The market is getting the timing of the Fed rate hike wrong, and it could deliver a big blow to stocks, according to one hedge fund manager who's turned negative on the markets.
"The Fed funds futures are pricing in less than a 40 percent probability of a hike by the September meeting. and only a 59 percent probability of a hike this year," Matarin Capital co-founder and hedge fund manager Nili Gilbert said recently on CNBC's "Futures Now. "That is a pretty low probability given what we are seeing with a rebound in cyclicals, materials and energy."
Wall Street firms BNP Paribas and IHS Global Insight predict that a rate hike won't happen until late this year at the earliest. But while there's a markedly low chance it will happen at next week's Federal Reserve meeting, Gilbert makes the case the markets will see one as early as July.
"We actually think that the Fed may be more likely to raise rates this year than what is currently being discounted in the market, and that's because we believe that future inflation may make it increasingly difficult for monetary policy in the U.S. to remain as accommodative as it is today," she said.
Gilbert's firm, which has $740 million in assets under management, has a long/short strategies fund that claims the ability to navigate "any market," and a separate futures portfolio.
Two years ago, Gilbert was bullish on stocks — a good call. Since then, the gained more than 8 percent and the Nasdaq has surged 15 percent.

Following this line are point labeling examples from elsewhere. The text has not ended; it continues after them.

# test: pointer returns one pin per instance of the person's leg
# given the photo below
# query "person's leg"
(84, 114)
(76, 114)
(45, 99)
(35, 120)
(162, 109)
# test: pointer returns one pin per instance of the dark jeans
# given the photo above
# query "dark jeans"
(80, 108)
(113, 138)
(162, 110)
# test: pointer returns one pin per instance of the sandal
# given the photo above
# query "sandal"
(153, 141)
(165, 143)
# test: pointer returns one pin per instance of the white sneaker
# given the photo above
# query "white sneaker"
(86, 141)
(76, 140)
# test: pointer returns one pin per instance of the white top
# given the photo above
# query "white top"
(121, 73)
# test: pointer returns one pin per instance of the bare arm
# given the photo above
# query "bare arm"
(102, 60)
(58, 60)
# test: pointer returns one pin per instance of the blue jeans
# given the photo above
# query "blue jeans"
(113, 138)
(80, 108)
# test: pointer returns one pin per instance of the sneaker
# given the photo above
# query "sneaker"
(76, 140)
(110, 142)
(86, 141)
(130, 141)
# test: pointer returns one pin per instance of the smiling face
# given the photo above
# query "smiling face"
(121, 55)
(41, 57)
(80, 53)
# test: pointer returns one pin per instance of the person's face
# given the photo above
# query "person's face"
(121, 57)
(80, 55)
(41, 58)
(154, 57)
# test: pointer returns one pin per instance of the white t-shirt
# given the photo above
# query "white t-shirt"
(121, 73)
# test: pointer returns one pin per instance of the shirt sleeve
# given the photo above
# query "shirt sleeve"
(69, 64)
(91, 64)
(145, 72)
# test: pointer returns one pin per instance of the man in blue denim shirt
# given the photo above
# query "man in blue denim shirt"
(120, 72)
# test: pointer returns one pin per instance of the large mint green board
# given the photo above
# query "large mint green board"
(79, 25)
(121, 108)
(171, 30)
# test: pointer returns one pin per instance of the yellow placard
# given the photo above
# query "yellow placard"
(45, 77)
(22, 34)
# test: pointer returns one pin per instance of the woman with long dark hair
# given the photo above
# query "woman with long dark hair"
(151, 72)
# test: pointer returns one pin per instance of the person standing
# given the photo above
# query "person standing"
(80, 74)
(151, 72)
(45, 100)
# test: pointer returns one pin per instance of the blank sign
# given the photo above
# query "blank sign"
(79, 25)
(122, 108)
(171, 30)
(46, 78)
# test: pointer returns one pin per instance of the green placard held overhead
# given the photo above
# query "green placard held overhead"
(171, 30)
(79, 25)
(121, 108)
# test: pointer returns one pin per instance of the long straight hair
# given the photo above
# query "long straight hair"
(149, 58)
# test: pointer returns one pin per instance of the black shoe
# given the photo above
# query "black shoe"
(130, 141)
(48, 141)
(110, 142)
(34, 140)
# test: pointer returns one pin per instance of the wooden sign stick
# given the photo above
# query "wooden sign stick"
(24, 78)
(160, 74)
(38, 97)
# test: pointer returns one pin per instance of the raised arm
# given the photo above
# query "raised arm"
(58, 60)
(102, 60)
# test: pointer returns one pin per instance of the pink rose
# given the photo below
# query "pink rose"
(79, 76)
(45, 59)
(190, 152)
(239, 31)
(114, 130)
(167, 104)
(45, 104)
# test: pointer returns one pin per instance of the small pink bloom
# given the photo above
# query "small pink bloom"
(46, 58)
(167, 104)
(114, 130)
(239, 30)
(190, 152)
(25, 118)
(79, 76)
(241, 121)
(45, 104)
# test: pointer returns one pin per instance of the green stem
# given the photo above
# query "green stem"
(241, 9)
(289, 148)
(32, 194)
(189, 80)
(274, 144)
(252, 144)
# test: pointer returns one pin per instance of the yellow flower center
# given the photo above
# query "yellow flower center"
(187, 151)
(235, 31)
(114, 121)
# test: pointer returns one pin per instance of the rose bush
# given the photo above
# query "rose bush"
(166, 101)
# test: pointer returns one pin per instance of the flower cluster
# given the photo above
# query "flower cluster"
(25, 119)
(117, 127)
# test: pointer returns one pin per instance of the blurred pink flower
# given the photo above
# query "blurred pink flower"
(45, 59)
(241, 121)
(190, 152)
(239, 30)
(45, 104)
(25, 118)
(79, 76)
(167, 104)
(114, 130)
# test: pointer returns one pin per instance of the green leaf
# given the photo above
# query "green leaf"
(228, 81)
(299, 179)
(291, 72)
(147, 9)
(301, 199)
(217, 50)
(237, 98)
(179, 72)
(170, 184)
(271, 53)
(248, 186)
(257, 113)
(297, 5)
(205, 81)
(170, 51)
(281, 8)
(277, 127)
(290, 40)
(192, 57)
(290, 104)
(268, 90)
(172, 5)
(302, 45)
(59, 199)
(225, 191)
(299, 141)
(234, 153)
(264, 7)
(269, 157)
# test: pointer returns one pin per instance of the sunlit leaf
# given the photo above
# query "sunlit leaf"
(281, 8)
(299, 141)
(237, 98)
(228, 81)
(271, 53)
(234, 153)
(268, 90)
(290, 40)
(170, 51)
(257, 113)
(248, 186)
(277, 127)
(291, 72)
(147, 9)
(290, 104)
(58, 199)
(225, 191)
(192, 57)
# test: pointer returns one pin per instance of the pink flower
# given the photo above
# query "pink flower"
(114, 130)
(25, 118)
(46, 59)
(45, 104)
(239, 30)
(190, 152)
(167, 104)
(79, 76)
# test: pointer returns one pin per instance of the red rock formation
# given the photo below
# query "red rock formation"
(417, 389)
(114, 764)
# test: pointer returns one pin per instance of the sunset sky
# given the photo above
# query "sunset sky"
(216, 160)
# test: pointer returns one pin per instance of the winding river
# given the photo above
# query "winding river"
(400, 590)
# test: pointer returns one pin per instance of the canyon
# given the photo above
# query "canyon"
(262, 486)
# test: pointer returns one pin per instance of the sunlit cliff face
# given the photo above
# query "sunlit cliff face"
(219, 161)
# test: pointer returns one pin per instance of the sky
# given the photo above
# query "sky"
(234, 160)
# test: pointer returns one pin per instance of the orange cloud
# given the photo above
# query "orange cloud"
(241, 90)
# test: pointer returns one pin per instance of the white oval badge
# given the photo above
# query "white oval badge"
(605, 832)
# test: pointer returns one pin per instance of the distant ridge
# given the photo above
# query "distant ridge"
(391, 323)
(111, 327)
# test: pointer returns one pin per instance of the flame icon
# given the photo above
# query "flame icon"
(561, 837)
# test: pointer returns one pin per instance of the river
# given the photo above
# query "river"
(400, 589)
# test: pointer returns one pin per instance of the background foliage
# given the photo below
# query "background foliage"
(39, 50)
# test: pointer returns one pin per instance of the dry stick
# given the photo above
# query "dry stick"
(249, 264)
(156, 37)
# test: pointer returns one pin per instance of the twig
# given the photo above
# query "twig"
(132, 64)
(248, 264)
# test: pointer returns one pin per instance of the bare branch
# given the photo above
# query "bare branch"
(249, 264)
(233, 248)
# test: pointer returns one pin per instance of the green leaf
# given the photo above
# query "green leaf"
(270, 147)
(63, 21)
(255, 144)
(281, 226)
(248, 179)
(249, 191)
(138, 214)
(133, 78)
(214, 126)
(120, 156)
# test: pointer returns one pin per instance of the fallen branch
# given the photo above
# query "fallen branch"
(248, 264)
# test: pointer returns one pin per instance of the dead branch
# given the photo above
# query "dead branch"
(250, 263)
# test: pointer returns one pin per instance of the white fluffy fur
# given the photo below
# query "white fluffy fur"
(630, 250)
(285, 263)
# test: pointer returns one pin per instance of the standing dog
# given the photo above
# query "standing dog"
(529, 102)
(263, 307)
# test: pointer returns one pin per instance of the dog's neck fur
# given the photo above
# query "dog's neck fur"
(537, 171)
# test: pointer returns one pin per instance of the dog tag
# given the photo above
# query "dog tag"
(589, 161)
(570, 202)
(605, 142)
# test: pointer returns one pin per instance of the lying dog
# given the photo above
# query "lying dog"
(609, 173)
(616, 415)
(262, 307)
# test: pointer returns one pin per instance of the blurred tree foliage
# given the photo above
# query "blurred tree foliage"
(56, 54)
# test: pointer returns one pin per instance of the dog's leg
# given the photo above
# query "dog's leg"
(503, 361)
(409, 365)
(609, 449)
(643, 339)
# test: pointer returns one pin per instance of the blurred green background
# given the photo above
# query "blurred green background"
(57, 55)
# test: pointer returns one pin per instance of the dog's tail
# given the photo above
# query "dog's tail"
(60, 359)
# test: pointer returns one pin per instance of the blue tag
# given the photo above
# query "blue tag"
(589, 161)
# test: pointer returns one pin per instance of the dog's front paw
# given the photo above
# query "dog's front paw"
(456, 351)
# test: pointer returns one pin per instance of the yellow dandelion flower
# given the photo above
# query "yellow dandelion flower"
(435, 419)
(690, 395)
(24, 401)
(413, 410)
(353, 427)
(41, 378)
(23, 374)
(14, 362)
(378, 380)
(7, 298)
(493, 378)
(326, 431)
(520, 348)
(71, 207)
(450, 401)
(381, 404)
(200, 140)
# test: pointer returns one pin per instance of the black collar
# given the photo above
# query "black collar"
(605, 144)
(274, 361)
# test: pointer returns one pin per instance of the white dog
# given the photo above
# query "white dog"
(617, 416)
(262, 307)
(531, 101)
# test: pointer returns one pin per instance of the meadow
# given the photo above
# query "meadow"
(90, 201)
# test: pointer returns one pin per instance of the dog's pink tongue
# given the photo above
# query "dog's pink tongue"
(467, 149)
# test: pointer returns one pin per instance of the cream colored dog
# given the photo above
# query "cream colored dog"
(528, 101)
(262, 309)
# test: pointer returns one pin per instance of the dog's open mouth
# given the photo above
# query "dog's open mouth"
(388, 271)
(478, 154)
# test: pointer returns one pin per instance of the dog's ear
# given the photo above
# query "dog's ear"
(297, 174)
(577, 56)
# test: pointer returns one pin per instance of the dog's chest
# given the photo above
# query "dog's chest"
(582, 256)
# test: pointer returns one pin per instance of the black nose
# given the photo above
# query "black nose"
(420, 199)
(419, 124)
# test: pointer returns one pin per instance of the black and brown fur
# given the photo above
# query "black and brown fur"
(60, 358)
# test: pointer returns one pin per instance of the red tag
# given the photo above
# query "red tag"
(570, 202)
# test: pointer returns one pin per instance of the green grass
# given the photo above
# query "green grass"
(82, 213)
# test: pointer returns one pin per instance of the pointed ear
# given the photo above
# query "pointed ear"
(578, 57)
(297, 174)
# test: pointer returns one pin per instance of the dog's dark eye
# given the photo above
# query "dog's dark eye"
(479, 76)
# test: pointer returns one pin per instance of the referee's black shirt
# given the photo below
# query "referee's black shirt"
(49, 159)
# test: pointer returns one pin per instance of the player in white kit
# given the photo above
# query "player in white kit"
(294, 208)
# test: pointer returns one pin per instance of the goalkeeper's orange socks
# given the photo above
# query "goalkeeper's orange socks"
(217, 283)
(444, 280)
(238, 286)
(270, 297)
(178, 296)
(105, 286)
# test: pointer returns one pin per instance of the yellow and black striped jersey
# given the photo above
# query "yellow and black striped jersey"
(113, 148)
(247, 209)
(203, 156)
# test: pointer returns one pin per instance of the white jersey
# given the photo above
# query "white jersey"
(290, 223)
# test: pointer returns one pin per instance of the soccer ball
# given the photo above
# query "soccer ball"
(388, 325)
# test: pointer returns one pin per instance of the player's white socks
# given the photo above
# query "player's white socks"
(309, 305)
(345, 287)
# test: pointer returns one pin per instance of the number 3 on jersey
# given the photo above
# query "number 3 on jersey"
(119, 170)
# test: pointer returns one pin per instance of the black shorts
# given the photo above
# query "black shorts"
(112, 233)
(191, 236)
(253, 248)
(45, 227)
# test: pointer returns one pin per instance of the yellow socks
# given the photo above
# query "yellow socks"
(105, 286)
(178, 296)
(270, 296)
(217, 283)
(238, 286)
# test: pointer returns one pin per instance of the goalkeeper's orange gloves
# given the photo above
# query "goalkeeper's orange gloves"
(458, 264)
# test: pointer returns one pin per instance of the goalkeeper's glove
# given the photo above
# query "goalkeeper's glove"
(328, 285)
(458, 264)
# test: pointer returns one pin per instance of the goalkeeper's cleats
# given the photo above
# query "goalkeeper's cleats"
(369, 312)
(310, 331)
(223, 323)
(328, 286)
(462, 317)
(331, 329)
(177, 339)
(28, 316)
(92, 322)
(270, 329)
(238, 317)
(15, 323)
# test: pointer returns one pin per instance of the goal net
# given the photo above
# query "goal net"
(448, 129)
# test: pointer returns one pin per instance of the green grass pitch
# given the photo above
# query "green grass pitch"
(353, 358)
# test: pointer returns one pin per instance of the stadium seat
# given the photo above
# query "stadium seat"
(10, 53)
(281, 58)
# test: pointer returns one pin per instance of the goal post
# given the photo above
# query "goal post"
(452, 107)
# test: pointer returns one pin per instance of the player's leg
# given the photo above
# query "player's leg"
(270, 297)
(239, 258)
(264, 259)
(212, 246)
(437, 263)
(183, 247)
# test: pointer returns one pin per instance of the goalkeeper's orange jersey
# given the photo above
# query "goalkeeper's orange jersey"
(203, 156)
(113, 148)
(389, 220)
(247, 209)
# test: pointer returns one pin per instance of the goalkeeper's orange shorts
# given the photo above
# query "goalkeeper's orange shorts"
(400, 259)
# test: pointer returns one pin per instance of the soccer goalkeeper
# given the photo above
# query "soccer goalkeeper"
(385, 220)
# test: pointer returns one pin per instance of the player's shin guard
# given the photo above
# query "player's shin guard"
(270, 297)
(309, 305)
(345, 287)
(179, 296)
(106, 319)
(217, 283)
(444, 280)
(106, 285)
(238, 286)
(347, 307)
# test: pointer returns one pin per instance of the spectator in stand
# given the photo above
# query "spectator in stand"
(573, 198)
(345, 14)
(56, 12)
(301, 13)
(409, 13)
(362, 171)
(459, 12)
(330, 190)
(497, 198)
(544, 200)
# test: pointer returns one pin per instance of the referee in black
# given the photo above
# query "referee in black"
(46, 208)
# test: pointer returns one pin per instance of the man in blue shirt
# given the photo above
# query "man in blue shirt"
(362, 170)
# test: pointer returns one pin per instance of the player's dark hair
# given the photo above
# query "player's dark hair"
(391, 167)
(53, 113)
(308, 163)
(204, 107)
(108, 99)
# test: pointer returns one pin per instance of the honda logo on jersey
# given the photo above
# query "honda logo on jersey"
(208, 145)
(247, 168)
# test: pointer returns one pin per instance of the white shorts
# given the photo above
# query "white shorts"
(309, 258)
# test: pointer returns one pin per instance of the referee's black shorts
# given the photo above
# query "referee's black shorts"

Now she's cautious and holding a large cash position.
"Our stock market outlook is somewhat negative for most countries, and that's because we expect that if the Fed has to increase rates earlier or more than what is expected, then it's going to be quite a negative surprise," she said.
The other major element she's watching: Whether Britain will decide to leave the European Union.
"The markets really haven't priced in much of a probability of Brexit," said Gilbert. "If there were a Brexit in the near term, there would certainly be a lot of uncertainty, a lot of volatility, and that just doesn't seem to be priced into the markets right now. So it could be very unsettling."